For 30 years, a wheelchair-bound Jim Brady, drawing strength from the unyielding devotion of his wife Sarah, has fought to overcome the indescribable damage inflicted by a single bullet. With uncommon courage, Jim and Sarah took on another battle as well. It was four years after the shooting that Sarah, infuriated at the gun lobby's efforts to gut our gun laws, picked up the phone, called the headquarters of the National Rifle Association, and delivered this message: "My name is Sarah Brady, and you've never heard of me, but I am going to make it my life's ambition to try to put you all out of business."

Looking back, we know that Jim and Sarah did not exactly put the NRA out of business. But they have made a difference -- by exemplifying the very idea of the "citizen activist" taking on an intimidating special interest lobby. President Clinton once asked, "How many people are alive today because of Jim and Sarah Brady?" He answered his own question: "Countless."

Jim and Sarah rallied Americans from every corner of society to support the Brady Bill -- one of the great public policy triumphs of the last 30 years.

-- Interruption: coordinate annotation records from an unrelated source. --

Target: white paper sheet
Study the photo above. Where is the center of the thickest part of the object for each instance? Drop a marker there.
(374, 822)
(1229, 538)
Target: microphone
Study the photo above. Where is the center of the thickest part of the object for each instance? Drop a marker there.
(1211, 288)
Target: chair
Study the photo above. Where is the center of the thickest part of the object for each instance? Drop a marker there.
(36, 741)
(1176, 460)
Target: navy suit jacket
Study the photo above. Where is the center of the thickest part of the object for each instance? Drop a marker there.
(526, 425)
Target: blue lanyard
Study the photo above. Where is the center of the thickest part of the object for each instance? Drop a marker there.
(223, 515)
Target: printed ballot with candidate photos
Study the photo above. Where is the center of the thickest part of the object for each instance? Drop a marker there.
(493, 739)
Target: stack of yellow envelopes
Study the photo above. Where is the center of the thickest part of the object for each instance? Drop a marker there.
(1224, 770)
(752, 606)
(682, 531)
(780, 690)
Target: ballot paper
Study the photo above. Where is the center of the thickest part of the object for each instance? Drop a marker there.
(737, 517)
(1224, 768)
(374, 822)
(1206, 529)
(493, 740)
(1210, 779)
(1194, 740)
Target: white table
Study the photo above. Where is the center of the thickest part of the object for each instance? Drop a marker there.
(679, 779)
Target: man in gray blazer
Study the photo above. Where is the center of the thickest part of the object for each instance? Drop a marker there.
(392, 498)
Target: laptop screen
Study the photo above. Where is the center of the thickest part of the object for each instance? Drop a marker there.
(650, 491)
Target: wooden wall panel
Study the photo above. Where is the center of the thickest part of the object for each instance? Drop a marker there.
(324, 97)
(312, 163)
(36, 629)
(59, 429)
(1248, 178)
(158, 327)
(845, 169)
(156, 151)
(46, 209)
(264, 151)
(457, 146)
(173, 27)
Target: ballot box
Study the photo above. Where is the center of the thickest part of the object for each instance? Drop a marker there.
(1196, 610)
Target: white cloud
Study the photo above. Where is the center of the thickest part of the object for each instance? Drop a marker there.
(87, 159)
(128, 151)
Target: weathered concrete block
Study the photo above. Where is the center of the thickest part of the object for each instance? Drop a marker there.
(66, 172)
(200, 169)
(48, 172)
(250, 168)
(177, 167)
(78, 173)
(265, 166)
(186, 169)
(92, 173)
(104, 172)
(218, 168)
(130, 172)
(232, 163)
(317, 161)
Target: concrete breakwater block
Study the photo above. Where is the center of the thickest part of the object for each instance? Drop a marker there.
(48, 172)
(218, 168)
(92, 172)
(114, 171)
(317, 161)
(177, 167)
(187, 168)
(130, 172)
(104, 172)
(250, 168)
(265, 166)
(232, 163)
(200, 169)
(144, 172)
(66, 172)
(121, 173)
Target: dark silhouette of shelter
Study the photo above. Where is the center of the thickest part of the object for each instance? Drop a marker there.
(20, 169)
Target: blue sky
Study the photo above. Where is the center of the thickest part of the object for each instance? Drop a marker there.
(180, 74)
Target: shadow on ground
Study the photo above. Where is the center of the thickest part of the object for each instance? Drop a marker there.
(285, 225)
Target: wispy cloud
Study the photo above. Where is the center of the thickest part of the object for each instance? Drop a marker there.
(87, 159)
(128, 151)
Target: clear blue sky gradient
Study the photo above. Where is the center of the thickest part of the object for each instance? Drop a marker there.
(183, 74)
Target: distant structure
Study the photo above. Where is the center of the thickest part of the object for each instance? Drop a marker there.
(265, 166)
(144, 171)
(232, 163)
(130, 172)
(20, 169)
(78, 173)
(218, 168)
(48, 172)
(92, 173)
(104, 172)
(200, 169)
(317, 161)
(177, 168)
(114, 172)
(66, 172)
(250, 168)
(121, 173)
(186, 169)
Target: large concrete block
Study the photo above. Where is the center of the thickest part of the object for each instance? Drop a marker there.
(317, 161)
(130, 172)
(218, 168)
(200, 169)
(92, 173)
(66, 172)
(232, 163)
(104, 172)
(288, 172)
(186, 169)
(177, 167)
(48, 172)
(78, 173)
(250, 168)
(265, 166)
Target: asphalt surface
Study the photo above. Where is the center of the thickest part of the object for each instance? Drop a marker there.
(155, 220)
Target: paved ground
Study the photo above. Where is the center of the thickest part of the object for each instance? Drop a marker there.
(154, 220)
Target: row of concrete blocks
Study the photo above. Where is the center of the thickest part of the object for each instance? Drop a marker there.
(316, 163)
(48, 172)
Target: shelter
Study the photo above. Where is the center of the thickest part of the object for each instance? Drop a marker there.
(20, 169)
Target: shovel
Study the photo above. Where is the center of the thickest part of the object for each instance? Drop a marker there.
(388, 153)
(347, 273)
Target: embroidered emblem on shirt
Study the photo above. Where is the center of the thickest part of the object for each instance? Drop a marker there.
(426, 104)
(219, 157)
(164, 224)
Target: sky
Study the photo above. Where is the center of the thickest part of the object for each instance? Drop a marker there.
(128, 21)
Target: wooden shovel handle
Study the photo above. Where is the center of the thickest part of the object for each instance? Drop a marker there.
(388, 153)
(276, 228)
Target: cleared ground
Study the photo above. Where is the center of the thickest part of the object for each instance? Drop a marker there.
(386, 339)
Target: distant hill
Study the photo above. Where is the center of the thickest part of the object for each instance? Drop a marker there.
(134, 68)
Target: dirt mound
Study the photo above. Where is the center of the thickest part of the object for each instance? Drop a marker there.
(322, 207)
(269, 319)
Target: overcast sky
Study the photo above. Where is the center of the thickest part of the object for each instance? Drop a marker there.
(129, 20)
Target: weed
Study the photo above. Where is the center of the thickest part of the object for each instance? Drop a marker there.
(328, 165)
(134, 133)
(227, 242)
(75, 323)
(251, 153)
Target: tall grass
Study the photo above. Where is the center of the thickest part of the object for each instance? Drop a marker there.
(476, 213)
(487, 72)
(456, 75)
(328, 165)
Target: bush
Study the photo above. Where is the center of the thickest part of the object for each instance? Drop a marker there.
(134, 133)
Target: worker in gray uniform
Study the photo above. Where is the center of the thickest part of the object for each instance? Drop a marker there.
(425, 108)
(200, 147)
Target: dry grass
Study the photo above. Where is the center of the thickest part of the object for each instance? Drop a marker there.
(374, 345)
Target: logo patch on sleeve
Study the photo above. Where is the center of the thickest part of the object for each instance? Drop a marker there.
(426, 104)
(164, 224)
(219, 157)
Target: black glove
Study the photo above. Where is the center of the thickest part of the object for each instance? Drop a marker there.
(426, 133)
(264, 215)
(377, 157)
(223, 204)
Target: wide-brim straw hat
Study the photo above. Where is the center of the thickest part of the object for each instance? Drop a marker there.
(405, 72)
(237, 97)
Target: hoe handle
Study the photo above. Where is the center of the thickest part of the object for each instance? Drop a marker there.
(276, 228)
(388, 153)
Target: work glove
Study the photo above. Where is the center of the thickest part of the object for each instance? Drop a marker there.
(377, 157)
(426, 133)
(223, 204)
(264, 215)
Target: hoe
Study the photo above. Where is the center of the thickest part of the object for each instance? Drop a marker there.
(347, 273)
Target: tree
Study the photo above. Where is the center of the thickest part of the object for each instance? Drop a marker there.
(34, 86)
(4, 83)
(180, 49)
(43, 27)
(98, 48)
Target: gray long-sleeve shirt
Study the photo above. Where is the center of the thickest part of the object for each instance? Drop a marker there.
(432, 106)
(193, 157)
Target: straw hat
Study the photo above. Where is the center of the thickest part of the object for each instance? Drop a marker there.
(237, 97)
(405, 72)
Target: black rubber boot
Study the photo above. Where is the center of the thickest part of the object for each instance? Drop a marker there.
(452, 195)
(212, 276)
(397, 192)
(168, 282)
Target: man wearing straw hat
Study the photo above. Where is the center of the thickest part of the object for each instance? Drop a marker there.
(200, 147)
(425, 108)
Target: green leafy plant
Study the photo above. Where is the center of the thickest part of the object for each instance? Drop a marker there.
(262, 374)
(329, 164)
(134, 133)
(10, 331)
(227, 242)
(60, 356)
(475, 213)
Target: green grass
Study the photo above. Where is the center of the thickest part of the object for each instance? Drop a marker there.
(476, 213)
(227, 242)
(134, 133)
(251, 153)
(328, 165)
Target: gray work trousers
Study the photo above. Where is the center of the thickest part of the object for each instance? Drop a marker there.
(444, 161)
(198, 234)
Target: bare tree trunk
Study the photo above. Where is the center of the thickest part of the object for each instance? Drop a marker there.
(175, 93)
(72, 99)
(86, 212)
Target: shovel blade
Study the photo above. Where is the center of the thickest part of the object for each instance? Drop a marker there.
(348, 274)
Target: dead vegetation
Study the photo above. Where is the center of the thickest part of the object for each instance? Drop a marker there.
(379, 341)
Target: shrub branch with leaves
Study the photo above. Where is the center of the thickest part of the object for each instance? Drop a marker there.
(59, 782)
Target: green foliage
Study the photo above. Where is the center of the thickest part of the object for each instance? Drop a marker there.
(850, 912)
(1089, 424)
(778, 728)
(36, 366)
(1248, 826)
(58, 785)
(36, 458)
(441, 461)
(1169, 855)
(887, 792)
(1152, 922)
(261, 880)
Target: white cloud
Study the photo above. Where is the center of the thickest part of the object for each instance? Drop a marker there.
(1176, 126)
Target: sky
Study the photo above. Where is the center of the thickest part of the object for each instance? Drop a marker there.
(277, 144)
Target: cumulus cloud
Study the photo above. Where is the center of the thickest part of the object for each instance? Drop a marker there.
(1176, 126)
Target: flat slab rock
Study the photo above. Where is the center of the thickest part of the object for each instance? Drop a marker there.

By requiring background checks on gun purchases from licensed dealers, since its passage in 1993, the Brady law has stopped two million gun purchases by convicted felons and other dangerous individuals. A year later, the Bradys successfully led the fight to ban military-style assault weapons and large-volume ammunition clips, another critical public safety law. Its unfortunate expiration in 2004 helped to put one of those military-style ammo clips in the hands of Jared Loughner, giving him the firepower to shoot 32 times in about 16 seconds in Tucson, killing six and wounding 13 in the time it takes to read this sentence.

For more than 20 years, I have had the privilege of being part of Jim and Sarah's crusade, an experience of both exhilarating triumph and deflating frustration. It seems so clear that additional sensible measures should be enacted to strengthen our gun laws and save lives. For example, we ought to build on the success of the Brady law by extending Brady background checks to encompass all gun sales, not just sales by licensed dealers. And we must, once again, confine military firepower to the battlefield, by reinstating a ban on high-capacity ammo clips. Why hasn't such legislation long ago been enacted?

Usually such a question prompts a discussion of the NRA's outsized political power -- its resources, its tactics of threats and intimidation, and the commitment of its cadre of true believers. Indeed, in recent years, the gun control issue has become so dominated by the question of whether stronger gun laws can be enacted, that it has left little room to address the real issue -- whether stronger gun laws should be enacted.

With some notable recent exceptions, since the 1990s the media, led by many in the political punditry, has become so accustomed to assuming that nothing can be done to reduce the bloodshed that it has paid less and less attention to the gun violence problem itself and its solutions. We also have seen politicians who believe in stronger gun laws stop talking about the issue because the political barriers are perceived to be "just too difficult."

The focus on politics has become oddly self-fulfilling. The more the national conversation focuses on the dominance of the gun lobby, the more we suppress the policy debate that could overcome that dominance.

Indeed, the only way to alter the politics of the issue is to have a vigorous debate about solutions. The fact is that for every historic law that has made our country a better place -- from Social Security to civil rights to environmental protection -- there was a time when enactment seemed politically impossible. I remember well when many saw the Brady Bill as a quixotic quest. But arguments change minds, new voices change minds and, most important, the idealism of citizen activists like Jim and Sarah Brady changes minds.

In the wake of the Tucson tragedy, President Obama has called for a "new discussion on how we can keep America safe for all our people." He's not calling for a discussion about politics. He wants a discussion about solutions. If we follow his advice, we will have taken an important step toward making America safe for all our people.